The list of people and groups upset with South Sudan’s Greater Pioneer Operating Company (GPOC) keeps on growing.
Unchanging is one of the reasons why these people and groups have been so critical of GPOC: the practices engaged in by this oil consortium, which is reportedly the country’s largest in terms of output.
Including the spewing of toxic wastes into groundwater and on to farmland – and the issuing of pollutants-laid fumes into the air, these practices have been attributed to greater incidences of births of deformed babies, crop failures, and infertility.
No wonder that the people most directly exposed to these pollutants – the workers staffing GPOC’s facilities and pipelines – are now on strike.

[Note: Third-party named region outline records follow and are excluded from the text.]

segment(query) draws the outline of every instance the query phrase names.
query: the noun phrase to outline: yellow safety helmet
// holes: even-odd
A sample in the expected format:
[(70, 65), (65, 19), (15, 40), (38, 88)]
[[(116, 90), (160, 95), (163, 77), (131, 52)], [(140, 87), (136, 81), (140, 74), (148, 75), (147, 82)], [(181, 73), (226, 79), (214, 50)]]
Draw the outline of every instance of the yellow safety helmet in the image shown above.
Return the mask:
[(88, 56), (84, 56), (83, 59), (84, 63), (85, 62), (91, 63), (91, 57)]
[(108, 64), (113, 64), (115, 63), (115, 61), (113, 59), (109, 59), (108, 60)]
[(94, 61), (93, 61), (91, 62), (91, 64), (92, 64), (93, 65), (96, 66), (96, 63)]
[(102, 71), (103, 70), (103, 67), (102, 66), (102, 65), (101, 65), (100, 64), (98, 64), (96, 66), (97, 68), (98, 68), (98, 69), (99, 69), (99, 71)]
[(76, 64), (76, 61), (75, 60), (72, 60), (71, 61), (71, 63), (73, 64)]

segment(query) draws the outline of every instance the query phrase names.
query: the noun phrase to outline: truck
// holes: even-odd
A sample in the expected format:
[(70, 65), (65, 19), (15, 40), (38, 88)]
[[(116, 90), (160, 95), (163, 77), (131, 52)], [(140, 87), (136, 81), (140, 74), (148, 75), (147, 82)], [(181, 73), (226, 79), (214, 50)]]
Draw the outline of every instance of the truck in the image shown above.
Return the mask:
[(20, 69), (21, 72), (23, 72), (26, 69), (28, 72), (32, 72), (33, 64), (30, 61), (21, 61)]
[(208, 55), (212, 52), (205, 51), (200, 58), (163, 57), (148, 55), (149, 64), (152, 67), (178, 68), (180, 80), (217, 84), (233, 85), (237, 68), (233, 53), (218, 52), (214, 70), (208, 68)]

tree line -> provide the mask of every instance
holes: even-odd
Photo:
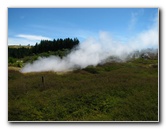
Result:
[[[49,51],[61,51],[64,49],[71,50],[78,46],[79,40],[77,38],[65,38],[65,39],[53,39],[41,40],[40,43],[36,43],[30,47],[8,47],[8,57],[23,58],[25,56],[31,56],[34,54],[40,54]]]

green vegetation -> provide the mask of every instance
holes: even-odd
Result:
[[[71,50],[79,45],[77,38],[41,40],[35,46],[8,46],[8,65],[22,67],[27,62],[33,62],[38,57],[48,57],[55,55],[59,57],[66,56]]]
[[[8,120],[158,121],[157,64],[139,58],[69,73],[27,74],[9,67]]]

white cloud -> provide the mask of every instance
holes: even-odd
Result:
[[[51,40],[51,38],[39,35],[19,34],[15,37],[9,37],[8,45],[35,45],[36,42],[40,42],[41,40]]]
[[[40,35],[19,34],[19,35],[16,35],[16,37],[24,38],[28,40],[51,40],[49,37],[44,37]]]

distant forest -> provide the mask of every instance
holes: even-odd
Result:
[[[40,43],[36,43],[34,46],[29,47],[10,47],[8,46],[8,57],[13,58],[24,58],[25,56],[36,55],[44,52],[50,51],[61,51],[61,50],[71,50],[78,46],[79,40],[77,38],[65,38],[57,40],[41,40]]]

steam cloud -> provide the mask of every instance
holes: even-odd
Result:
[[[80,43],[78,48],[66,57],[62,59],[57,56],[40,57],[32,64],[26,64],[21,69],[21,72],[72,71],[76,68],[85,68],[89,65],[96,66],[109,56],[116,56],[125,61],[129,53],[146,48],[158,48],[157,27],[152,27],[138,34],[136,37],[128,39],[126,43],[115,40],[107,32],[100,32],[98,39],[87,39]]]

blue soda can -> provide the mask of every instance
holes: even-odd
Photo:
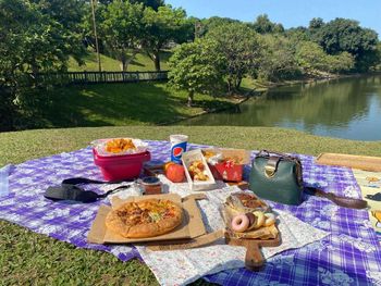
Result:
[[[183,152],[186,152],[186,144],[188,141],[187,135],[171,135],[171,161],[181,164],[181,157]]]

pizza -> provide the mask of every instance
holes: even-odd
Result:
[[[147,199],[126,202],[109,212],[106,226],[126,238],[167,234],[183,221],[183,209],[171,200]]]

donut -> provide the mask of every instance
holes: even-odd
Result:
[[[275,215],[273,213],[265,213],[265,226],[270,226],[275,223]]]
[[[249,220],[245,214],[238,214],[232,220],[232,229],[237,233],[243,233],[249,225]]]
[[[245,213],[245,215],[247,216],[247,219],[249,221],[248,226],[251,226],[253,224],[255,224],[256,216],[251,212],[247,212],[247,213]]]
[[[257,223],[256,223],[255,228],[261,227],[261,226],[265,224],[265,214],[263,214],[263,212],[256,211],[256,212],[254,212],[253,214],[254,214],[255,216],[257,216]]]

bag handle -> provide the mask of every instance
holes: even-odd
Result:
[[[257,154],[257,157],[269,158],[269,157],[271,157],[271,154],[275,154],[276,157],[280,157],[281,159],[287,159],[287,160],[295,161],[298,164],[300,164],[300,160],[297,157],[285,154],[285,153],[281,153],[281,152],[275,152],[275,151],[269,151],[269,150],[266,150],[266,149],[260,150],[259,153]]]
[[[272,158],[271,154],[275,154],[275,156],[280,157],[280,160],[283,158],[283,159],[294,161],[302,166],[300,160],[297,159],[296,157],[287,156],[287,154],[280,153],[280,152],[261,150],[257,157],[266,157],[266,158],[269,158],[269,161],[270,161],[270,159]],[[297,174],[297,176],[300,176],[300,178],[302,178],[302,174]],[[329,199],[332,202],[334,202],[335,204],[343,207],[343,208],[357,209],[357,210],[368,208],[368,202],[366,200],[341,197],[341,196],[334,195],[333,192],[325,192],[321,189],[314,188],[314,187],[305,187],[305,188],[310,194],[312,194],[317,197]]]

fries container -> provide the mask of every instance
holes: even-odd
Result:
[[[189,169],[192,162],[194,162],[196,160],[199,160],[202,162],[202,164],[205,166],[204,174],[206,174],[208,176],[208,178],[209,178],[208,181],[193,181],[192,179],[188,169]],[[200,149],[195,149],[195,150],[183,153],[182,162],[183,162],[183,165],[185,169],[185,176],[186,176],[186,179],[189,184],[190,190],[208,190],[208,189],[213,189],[217,186],[214,177],[213,177],[212,173],[210,172],[208,163],[205,160],[205,157],[202,156],[202,152]]]

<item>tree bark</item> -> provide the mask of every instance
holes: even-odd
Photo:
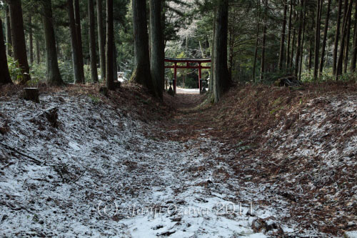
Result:
[[[347,34],[347,19],[348,16],[351,14],[351,11],[352,9],[352,3],[353,0],[351,0],[348,4],[348,0],[345,0],[345,9],[343,11],[343,24],[342,25],[342,31],[341,31],[341,39],[340,41],[340,52],[338,54],[338,61],[337,62],[337,69],[336,69],[336,79],[340,75],[342,75],[342,68],[343,68],[343,53],[345,50],[345,43],[346,43],[346,36]]]
[[[228,44],[228,0],[219,0],[215,20],[214,51],[214,101],[219,101],[221,95],[230,86],[227,66]]]
[[[146,1],[132,0],[132,8],[136,66],[131,81],[144,85],[151,94],[156,95],[150,72]]]
[[[283,16],[283,27],[281,28],[281,37],[280,39],[280,51],[279,51],[279,70],[283,69],[283,61],[284,54],[284,44],[285,44],[285,29],[286,27],[286,11],[288,10],[288,4],[286,0],[283,1],[284,13]]]
[[[113,0],[106,0],[106,87],[114,89],[113,75],[113,50],[114,29],[113,22]]]
[[[254,51],[254,62],[253,63],[253,81],[256,81],[256,59],[258,58],[258,43],[259,41],[259,24],[260,24],[260,16],[261,16],[261,1],[257,1],[256,4],[256,49]]]
[[[42,0],[44,30],[46,44],[46,78],[49,85],[60,86],[64,84],[59,73],[56,49],[52,6],[51,0]]]
[[[20,80],[24,84],[31,79],[24,32],[24,19],[21,0],[7,0],[10,11],[10,25],[11,28],[12,49],[14,58],[19,61],[24,76]]]
[[[79,53],[76,33],[76,21],[74,20],[74,10],[73,7],[73,0],[67,1],[67,11],[69,19],[69,31],[71,33],[71,46],[72,49],[72,63],[74,76],[74,82],[81,82],[80,74]]]
[[[150,65],[156,94],[162,99],[164,84],[164,36],[161,26],[161,0],[150,0]]]
[[[332,74],[336,75],[337,66],[337,50],[338,48],[338,39],[340,39],[341,14],[342,11],[342,0],[338,1],[338,10],[337,13],[337,23],[335,34],[335,43],[333,47],[333,61],[332,64]]]
[[[36,59],[37,61],[37,64],[41,62],[41,50],[40,50],[40,41],[38,39],[36,39]]]
[[[357,61],[357,2],[355,4],[355,27],[353,36],[353,49],[352,53],[352,60],[351,61],[350,70],[351,72],[356,71],[356,62]]]
[[[83,49],[82,49],[82,34],[81,29],[81,15],[79,9],[79,0],[74,0],[74,21],[76,22],[76,34],[77,35],[78,44],[78,62],[79,69],[79,75],[81,80],[76,83],[84,84],[84,69],[83,62]]]
[[[345,58],[343,59],[343,74],[347,73],[347,64],[348,64],[348,50],[350,46],[350,34],[351,34],[351,11],[349,11],[347,16],[347,33],[345,43]]]
[[[291,37],[291,19],[293,16],[293,0],[290,0],[289,24],[288,29],[288,44],[286,46],[286,68],[290,65],[290,41]]]
[[[94,4],[93,0],[88,0],[88,27],[89,29],[89,55],[91,57],[91,80],[98,82],[98,71],[96,69],[96,31],[94,21]]]
[[[5,9],[6,16],[6,52],[7,54],[12,56],[12,38],[11,38],[11,27],[10,26],[10,11],[9,10],[9,6],[6,5]]]
[[[0,17],[0,86],[11,83],[11,78],[10,77],[7,66],[6,49],[5,47],[5,42],[4,42],[2,21]]]
[[[313,64],[313,79],[315,80],[317,79],[318,71],[318,55],[320,50],[320,26],[321,26],[321,10],[323,4],[323,0],[317,1],[316,6],[316,26],[315,26],[315,57],[314,57],[314,64]]]
[[[326,19],[325,20],[325,29],[323,30],[323,39],[322,41],[321,59],[320,60],[320,66],[318,71],[318,77],[320,76],[323,69],[323,61],[325,57],[325,51],[326,48],[327,31],[328,30],[328,21],[330,19],[331,0],[328,0],[327,3]]]
[[[106,43],[104,29],[103,28],[102,0],[96,0],[96,16],[98,24],[98,39],[99,44],[99,61],[101,63],[101,79],[104,81],[106,78]]]
[[[29,41],[30,41],[30,64],[32,64],[34,63],[34,37],[32,32],[32,17],[31,14],[29,16],[29,24],[30,25],[30,29],[29,29]]]
[[[307,0],[304,0],[307,1]],[[319,0],[318,0],[319,1]],[[303,7],[303,0],[301,0],[301,8]],[[294,74],[295,76],[298,76],[298,63],[300,62],[300,54],[301,54],[301,33],[302,33],[302,29],[303,29],[303,9],[301,9],[299,10],[298,14],[298,41],[296,42],[296,55],[295,56],[295,71]]]

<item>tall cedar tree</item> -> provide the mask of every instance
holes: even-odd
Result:
[[[51,0],[42,0],[42,20],[46,44],[46,78],[49,85],[64,84],[59,73],[54,36],[54,19]]]
[[[227,66],[227,41],[228,41],[228,0],[218,0],[215,19],[213,95],[214,101],[219,101],[221,95],[230,86]]]
[[[162,99],[165,69],[164,36],[161,26],[161,0],[150,0],[150,46],[151,78],[154,81],[156,94]]]
[[[7,66],[6,49],[5,47],[5,42],[4,42],[2,21],[0,17],[0,85],[11,83],[12,81]]]
[[[6,16],[6,52],[9,56],[12,56],[12,39],[11,39],[11,27],[10,26],[10,11],[9,10],[9,6],[6,4],[5,6]]]
[[[321,59],[320,59],[320,66],[318,67],[318,76],[320,76],[320,74],[322,73],[322,71],[323,69],[325,51],[326,48],[327,31],[328,29],[328,21],[330,19],[331,6],[331,0],[328,0],[328,1],[327,2],[326,18],[325,19],[325,29],[323,30],[323,39],[322,40]]]
[[[74,21],[76,22],[76,34],[77,34],[77,45],[78,45],[78,62],[79,69],[79,75],[81,76],[80,81],[76,83],[84,83],[84,69],[83,62],[83,49],[82,49],[82,34],[81,29],[81,14],[79,9],[79,0],[74,0]]]
[[[88,0],[88,27],[89,28],[89,55],[91,56],[91,80],[98,82],[98,71],[96,69],[96,31],[95,31],[95,16],[94,4],[93,0]]]
[[[356,71],[356,62],[357,61],[357,2],[355,2],[355,29],[353,34],[353,49],[352,51],[352,60],[351,61],[350,70],[351,72]]]
[[[132,0],[132,7],[136,66],[131,80],[144,85],[151,94],[156,95],[150,72],[146,3],[142,0]]]
[[[14,58],[19,61],[19,64],[22,69],[24,76],[20,80],[20,84],[24,84],[31,79],[31,77],[29,63],[27,61],[21,2],[21,0],[7,0],[7,3],[9,4],[10,11]]]
[[[103,29],[102,0],[96,0],[96,16],[98,23],[98,40],[99,43],[99,61],[101,63],[101,78],[106,78],[106,40]]]
[[[279,51],[279,63],[278,67],[279,70],[283,69],[283,54],[284,54],[284,44],[285,44],[285,29],[286,28],[286,11],[288,11],[288,4],[286,0],[283,1],[284,4],[284,14],[283,16],[283,27],[281,27],[281,36],[280,39],[280,51]]]
[[[338,10],[337,12],[337,23],[335,34],[335,43],[333,44],[333,61],[332,63],[332,74],[336,75],[337,66],[337,49],[338,48],[338,39],[340,39],[341,14],[342,11],[342,0],[338,1]]]
[[[113,50],[114,43],[113,0],[106,0],[106,87],[114,89]]]
[[[77,34],[76,32],[76,22],[74,20],[74,10],[73,0],[67,1],[67,11],[69,19],[69,31],[71,33],[71,46],[72,49],[72,62],[74,75],[74,82],[81,82],[81,64],[79,62],[79,52],[78,46]]]

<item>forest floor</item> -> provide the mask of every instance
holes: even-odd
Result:
[[[213,105],[74,86],[35,104],[9,86],[0,236],[356,235],[356,91],[236,86]]]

The three-day strike is actually about GPOC’s failure to live up to the commitments it had made, which were
— to improve protection of staff health, and to provide medical care – especially important in this time of Corona crisis
— to supply life insurance – also of vital importance in view of the number of Corona-caused fatalities in South Sudan skyrockets
— “fair” working conditions.
What “fair” refers to: GPOC’s track record of failing to adequately perform maintenance on its facilities and pipelines has caused the incidence of an ever-greater number of oil spills and leaks – and facility fires. These in turn have – quite understandably – generated several major lawsuits.
Lodged by the people living in oil fields and their representatives, these suits demand the payment of indemnification by GPOC.
Consortium staff are reportedly afraid of also being made liable for these misdeeds, which have become the object of international horror and concern.